Monday, August 13, 2007
Getting Off the Pot
So, there is a lot of death in my dreams, but oddly enough it's never the people one expects, and never my own. For instance, two days ago, I dreamed that the grandmother of a brilliant young string player in our orchestra (who shall remain anonymous, as I don't want to upset this person) was dead, and the entire dream was spent helping this musician cope with the grief.
This has been a long weekend here in Thailand. It's the Queen's birthday. Everyone is out of town, but for me it's been a weekend of unmitigated work, and not really the kind of work that I enjoy as it is mostly things like moving bits of type around in a photoshop document or writing stern emails berating my staff. I was so bummed out by the world in general that I decided to sign up for Second Life. There, I spent several hours adjusting my avatar into the perfect me: long, blue hair, very slender, attractive clothes, etc; then I went to the local opera house, where nothing of interest was playing. I also flew around.
When I landed, however, I was still the same person. I have not gone back to Second Life since, even though there's a huge article in Time magazine about how it's taking over the world.

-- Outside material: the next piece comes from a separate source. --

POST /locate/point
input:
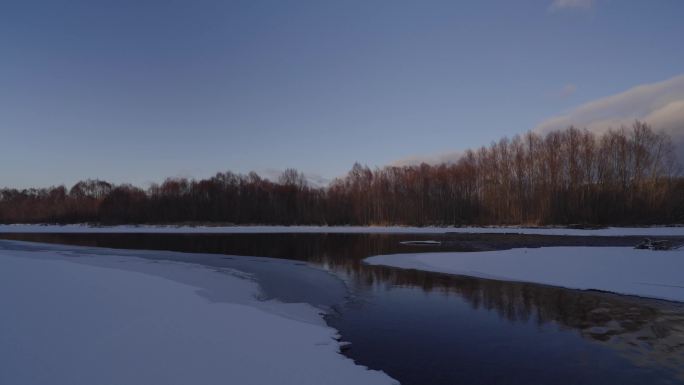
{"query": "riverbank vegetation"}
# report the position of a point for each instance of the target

Then I dreamed about the infamous Bob Halliday, who appears as a character in this book I'm writing now. In the book, he is one of the Five Rishis, who guard all knowledge. If you knew Bob, you would realize that this is a very accurate description. Anyway, in my dream, I am wandering around through this huge emporium of unwritten novels, unfinished works of art, and so on, which is a cluttered and inexhaustible treasury. I come across two unwritten books by Frank Kermode, called "The Sexuality of Greece" and "The Sexuality of Rome". The names of the books gradually appear on the spines as I bend down to examine them. As I move away, I suddenly trip and break a huge blue glazed pottery vessel. I wonder if I will ever put it back together again, as I awaken.
Now, although Frank Kermode did teach at Cambridge during my time there, he never taught me, nor does he have anything to do with sexual history books; Shakespeare's imagery is more his cup of tea. (I'm thinking it's a dream-pun and it's the word "commode" that it ACTUALLY refers to.) I break a pot, you see. Is the dream telling me simply to shit or get off the pot?
Had a deep and terrifying conversation with some members of the Bangkok Opera's inner circle tonight, sitting in the bar of the Polo Club (of which, appropriately enough, I am not a member) and wearing sandals (there is a sign forbidding sandals at the entrance.)
The conversation touched on an important subject: Is there life after opera? I'm going to go to sleep tonight meditating on this question, and when the answer comes, it may be a second life after all ... or even a third.